On the other hand, seasoned pros will take one look at the charts and tell you that you missed the move. They'd probably be right.

NYSE Volume 4,092,305,250
NASDAQ Volume 2,096,990,000


Oil continued its dazzling run to higher prices, up another 26 cents, to $81.76. Gold, however, slipped back $10.70, to $1,124.50. Silver also fell by 11 cents, finishing at $17.27.

Economic data is very light this week, and since we're close to the end of the quarter, earnings releases are practically nil. There isn't much to trade on these days except sentiment, which has grown to about as positive a level as we've seen in three years - perfect timing for a sell-off.

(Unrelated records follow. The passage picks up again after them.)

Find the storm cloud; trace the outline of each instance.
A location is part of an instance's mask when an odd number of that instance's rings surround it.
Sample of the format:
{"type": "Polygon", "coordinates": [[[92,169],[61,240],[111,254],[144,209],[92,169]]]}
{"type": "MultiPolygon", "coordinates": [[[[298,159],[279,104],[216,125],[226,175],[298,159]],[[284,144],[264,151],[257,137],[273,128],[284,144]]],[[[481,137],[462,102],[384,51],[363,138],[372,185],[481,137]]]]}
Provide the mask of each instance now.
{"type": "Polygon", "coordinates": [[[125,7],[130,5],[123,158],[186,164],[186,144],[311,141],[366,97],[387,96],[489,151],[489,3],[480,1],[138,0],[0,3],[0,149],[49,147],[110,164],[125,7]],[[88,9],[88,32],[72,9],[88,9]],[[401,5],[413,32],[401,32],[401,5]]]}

Buy tools, plant seeds, grow your own investments.

Monday, October 12, 2009

Dow, S-P, NYSE All Hit New 2009 Highs

On the day Americans celebrate the man who discovered our continent - Christopher Columbus - investors were discovering new 2009 highs on three of the four major indices. The Dow Jones Industrials, S&P 500 and NYSE Composite all closed at highs of the year, with the Dow eclipsing an intra-day high with the new mark now 9931.82, just 69 points shy of the enormously psychological 10,000 mark.

Stocks were up sharply in the opening hour, but weakened into the afternoon, and sold off sharply between 2:00 and 2:30 pm, sending the Dow and NASDAQ into negative territory. The Dow recovered to close modestly positive, but the NASDAQ, surprisingly weak on the session, finished fractionally lower. It was the only major index to close in the red. The sudden drop on the indices, though very sharp, was probably due to options expiration this week, as a major trader likely closed a large number of positions. The general market didn't seem to make much of it, as all of the indices recovered nicely with strong buying into the close.

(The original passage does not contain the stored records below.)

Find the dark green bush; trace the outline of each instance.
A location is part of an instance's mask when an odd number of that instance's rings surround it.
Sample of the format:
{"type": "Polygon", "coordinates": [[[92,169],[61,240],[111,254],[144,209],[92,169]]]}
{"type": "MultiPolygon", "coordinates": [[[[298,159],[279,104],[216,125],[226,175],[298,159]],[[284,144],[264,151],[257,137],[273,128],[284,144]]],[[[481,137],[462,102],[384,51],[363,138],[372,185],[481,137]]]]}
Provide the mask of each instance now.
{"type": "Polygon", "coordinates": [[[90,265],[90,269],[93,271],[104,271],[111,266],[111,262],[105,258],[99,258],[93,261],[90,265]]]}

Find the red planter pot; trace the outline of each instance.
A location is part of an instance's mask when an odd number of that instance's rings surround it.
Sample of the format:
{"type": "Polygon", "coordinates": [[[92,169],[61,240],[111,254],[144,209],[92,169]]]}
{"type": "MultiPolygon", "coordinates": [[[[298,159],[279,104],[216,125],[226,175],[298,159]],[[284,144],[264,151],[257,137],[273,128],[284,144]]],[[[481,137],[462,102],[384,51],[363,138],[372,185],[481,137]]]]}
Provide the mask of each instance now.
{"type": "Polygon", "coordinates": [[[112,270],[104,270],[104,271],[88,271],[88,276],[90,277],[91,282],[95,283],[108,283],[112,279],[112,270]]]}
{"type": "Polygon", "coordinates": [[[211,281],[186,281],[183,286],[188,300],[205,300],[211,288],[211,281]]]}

Interestingly, the Dow Jones Transports sported solid gains on the day. The transports have been something of a laggard in recent sessions, but showed remarkable strength into the close, led by Ryder Systems (R) nearly 10% one-day move.

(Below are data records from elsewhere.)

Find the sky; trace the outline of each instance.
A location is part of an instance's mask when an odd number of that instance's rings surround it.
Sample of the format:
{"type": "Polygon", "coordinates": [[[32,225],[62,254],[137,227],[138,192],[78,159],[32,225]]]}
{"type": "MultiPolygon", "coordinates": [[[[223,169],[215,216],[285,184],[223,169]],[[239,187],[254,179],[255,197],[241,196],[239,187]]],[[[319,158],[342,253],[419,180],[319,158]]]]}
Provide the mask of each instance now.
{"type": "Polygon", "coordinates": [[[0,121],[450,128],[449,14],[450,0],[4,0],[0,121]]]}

The act that the Transportation Index also closed at a new 2009 high is a bullish signal, inferring that rail and truck transport - the things that move goods across the nation and to the ports - are showing signs of recovery. Those issues are at the bottom of the economy, with shipping of energy - coal, natural gas, oil - and goods of all manner on the rise.

Dow 9,885.80, +20.86 (0.21%)
NASDAQ 2,139.14, -0.14 (0.01%)
S&P 500 1,076.18, +4.69 (0.44%)
NYSE Composite 7,051.16, +35.62 (0.51%)


Market internals were positive, in line with the headline numbers. Advancing issues beat decliners, 3386-3002, though there were quite a few more losers than gainers on the NASDAQ. There were 731 new highs to 67 new lows, a bullish sign. The new high-new low indicator has been the most reliable metric for market movement, though there is some fear that stocks may be getting to an overbought condition as earnings begin rolling out. Companies will have to show top-line growth this quarter in order to keep pace with their high valuations.

Volume was low due to the observance of Columbus Day.

NYSE Volume 4,169,401,250
NASDAQ Volume 1,758,818,250


Commodities were a big story on the day. Oil sipped past the $73.00 mark, gaining $1.50, to close at $73.27. Gold caught a bid higher, by $8.90, to finish at $1,057.50. Silver also gained 13 cents, to $17.82. The resumption of the rally in the precious metals seems to have been re-ignited by oil's gains.

The only notable earnings-related news was from Black & Decker, which pre-announced better-than-expected results. Market direction for Tuesday may be guided by Johnson & Johnson (JNJ), which is supposed to released 3rd quarter earnings prior to the bell. There will be some anticipation concerning Intel (INTC), which reports after the close.